Sepertinya memang agak susah mengidentifikasi karya-karya seni yang disajikan dalam pameran Eddy Susanto di Gelari Nasional, Jakarta tersebut. Lukisan? Instalasi? Patung? Multimedia? Semua ada. Begitu memasuki ruang pamer misalnya, pengunjung akan langsung disambut oleh sebuah patung batu yang menggambarkan sosok perempuan Jawa bersimpuh di depan mikrofon.
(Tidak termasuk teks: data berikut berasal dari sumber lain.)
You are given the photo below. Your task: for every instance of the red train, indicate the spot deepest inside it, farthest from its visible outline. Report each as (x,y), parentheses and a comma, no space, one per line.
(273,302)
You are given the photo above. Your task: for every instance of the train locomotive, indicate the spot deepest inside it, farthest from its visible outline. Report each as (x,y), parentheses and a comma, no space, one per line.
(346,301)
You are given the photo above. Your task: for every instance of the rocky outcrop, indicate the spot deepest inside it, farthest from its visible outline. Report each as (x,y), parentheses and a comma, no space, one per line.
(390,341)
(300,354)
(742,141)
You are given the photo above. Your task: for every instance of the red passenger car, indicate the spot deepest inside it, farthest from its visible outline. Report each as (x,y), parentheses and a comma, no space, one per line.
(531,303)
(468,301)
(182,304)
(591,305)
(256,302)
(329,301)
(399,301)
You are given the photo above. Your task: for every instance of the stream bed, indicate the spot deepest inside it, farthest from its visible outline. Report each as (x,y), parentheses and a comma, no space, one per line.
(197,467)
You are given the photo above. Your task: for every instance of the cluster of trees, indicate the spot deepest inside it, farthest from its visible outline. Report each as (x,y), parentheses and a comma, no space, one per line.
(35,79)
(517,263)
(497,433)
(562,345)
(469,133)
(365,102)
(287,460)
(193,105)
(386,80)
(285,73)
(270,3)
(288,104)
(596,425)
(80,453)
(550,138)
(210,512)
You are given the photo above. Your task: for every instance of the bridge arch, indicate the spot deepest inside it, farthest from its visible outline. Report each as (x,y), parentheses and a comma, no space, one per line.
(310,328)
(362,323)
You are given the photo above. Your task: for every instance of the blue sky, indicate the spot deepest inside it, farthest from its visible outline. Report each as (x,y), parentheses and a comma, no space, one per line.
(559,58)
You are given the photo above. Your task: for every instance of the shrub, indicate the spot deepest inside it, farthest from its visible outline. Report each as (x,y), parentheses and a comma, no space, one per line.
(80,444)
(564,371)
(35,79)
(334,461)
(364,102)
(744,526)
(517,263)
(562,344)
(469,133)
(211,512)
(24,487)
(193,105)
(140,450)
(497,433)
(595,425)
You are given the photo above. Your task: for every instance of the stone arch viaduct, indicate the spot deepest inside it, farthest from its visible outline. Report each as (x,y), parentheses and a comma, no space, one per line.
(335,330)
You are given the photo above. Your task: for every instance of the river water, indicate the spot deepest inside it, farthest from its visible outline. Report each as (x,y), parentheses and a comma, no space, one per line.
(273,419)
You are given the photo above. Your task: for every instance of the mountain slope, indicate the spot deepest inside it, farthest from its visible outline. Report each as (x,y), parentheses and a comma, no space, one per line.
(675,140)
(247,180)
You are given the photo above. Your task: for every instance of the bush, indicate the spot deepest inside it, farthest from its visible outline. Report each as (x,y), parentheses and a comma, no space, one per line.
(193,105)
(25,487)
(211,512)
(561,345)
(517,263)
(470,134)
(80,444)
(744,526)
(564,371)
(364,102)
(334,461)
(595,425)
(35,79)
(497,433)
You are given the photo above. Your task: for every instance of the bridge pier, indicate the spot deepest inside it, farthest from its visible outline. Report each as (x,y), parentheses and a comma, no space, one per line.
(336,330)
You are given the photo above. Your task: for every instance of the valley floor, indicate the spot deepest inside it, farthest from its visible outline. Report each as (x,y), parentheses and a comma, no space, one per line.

Tak jauh darinya, ada sosok-sosok familiar, tokoh-tokoh bangsa yang sudah pasti Anda kenal. Sekilas, seperti lukisan biasa. Namun, setelah dicermati, ternyata karakter-karakter itu merupakan mozaik yang tersusun atas potongan kecil-kecil huruf A sampai Z yang terbuat dari kayu. Membentuk wajah Kartini, Pramoedya Ananta Toer dan Sukarno.
SCROLL TO CONTINUE WITH CONTENT
Setiap “lukisan” dilengkapi dengan headphone, ada juga yang disertai layar monitor mini. Menurut kurator pameran tersebut, Suwarno Wisetrotomo, karya-karya Eddy Susanto menyodorkan berbagai pertemuan budaya manuskrip.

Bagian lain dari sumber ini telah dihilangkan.